COURT OF APPEAL OF THE STATE OF CALIFORNIA SECOND APPELLATE DISTRICT DIVISION FOUR
Jul 17, 2017
B278009 (Cal. Ct. App. Jul. 17, 2017)

Opinion

B278009

07-17-2017

THE PEOPLE, Plaintiff and Respondent, v. EDGAR MIER, Defendant and Appellant.

Charles E. Mullis, under appointment by the Court of Appeal, for Defendant and Appellant. Xavier Becerra, Attorney General, Gerald A. Engler, Chief Assistant Attorney General, Lance E. Winters, Assistant Attorney General, Steven D. Matthews and J. Michael Lehmann, Deputy Attorneys General, for Plaintiff and Respondent.

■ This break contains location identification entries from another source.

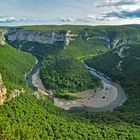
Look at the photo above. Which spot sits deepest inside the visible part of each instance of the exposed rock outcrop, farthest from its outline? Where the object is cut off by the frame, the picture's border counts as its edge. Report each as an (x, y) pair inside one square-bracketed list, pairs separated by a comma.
[(3, 92)]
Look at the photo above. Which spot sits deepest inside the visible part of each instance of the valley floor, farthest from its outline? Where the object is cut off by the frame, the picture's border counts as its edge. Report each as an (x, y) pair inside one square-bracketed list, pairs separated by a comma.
[(103, 99)]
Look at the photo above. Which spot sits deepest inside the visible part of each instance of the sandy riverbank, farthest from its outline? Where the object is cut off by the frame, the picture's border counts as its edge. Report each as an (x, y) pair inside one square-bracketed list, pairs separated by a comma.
[(90, 98)]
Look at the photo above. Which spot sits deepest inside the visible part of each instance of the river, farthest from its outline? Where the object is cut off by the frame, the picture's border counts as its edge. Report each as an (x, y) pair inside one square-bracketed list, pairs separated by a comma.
[(91, 102)]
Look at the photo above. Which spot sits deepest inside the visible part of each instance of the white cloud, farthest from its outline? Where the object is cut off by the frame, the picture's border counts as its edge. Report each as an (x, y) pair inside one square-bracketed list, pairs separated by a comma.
[(5, 19)]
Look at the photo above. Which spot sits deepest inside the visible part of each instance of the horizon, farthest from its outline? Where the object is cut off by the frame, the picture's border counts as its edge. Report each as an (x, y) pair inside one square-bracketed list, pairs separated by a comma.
[(74, 12)]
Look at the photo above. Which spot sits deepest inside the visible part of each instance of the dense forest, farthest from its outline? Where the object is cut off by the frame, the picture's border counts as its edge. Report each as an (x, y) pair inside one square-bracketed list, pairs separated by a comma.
[(67, 75), (27, 117), (128, 75), (14, 66)]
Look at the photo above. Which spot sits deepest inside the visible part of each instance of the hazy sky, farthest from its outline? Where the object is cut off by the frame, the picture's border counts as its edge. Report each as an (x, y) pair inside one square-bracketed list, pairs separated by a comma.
[(90, 12)]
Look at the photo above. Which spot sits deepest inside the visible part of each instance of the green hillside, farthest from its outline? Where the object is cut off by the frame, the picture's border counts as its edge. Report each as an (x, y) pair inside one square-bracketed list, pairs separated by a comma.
[(67, 74), (26, 117), (14, 64)]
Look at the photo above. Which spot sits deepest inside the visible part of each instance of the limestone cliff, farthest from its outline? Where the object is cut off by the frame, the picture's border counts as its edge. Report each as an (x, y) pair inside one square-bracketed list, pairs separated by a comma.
[(112, 38), (3, 92)]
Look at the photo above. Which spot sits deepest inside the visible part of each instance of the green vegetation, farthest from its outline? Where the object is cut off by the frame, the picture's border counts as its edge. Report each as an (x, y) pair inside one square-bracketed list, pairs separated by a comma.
[(26, 117), (14, 64), (67, 74), (128, 76)]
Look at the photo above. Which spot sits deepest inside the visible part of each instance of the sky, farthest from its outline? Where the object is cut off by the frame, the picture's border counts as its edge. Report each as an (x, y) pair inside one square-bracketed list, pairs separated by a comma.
[(88, 12)]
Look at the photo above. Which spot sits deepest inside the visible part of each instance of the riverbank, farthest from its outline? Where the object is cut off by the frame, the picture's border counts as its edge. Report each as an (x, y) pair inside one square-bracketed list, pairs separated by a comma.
[(106, 98)]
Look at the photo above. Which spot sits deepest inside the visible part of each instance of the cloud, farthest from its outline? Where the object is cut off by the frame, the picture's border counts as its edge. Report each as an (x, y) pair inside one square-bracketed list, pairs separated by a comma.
[(66, 20), (115, 3), (5, 19), (124, 14)]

NOT TO BE PUBLISHED IN THE OFFICIAL REPORTS

California Rules of Court, rule 8.1115(a), prohibits courts and parties from citing or relying on opinions not certified for publication or ordered published, except as specified by rule 8.1115(b). This opinion has not been certified for publication or ordered published for purposes of rule 8.1115. (Los Angeles County Super. Ct. No. MA068341) APPEAL from a judgment of the Superior Court of Los Angeles County, Lisa M. Chung, Judge. Affirmed with directions. Charles E. Mullis, under appointment by the Court of Appeal, for Defendant and Appellant. Xavier Becerra, Attorney General, Gerald A. Engler, Chief Assistant Attorney General, Lance E. Winters, Assistant Attorney General, Steven D. Matthews and J. Michael Lehmann, Deputy Attorneys General, for Plaintiff and Respondent.

____________________

INTRODUCTION

Edgar Mier appeals from a denial of his motion to withdraw a plea of guilty to driving with a 0.08 percent blood alcohol concentration and causing injury. He contends the trial court erred in denying his motion to withdraw his plea because there was no factual basis for the plea. Alternatively, he contends his trial counsel was ineffective in advising him to accept the plea agreement without waiting for the results of a blood alcohol test. For the reasons set forth below, we conclude that the trial court properly denied the motion and that trial counsel was not ineffective. Respondent asks this court to correct the minute order to properly reflect the trial court's oral pronouncement of sentence. We exercise our discretion to do so. Accordingly, we affirm the conviction and remand with directions to correct the minute order.

FACTUAL BACKGROUND & PROCEDURAL

HISTORY

Because appellant accepted a plea agreement before the preliminary hearing was held, the factual background is taken from the probation report.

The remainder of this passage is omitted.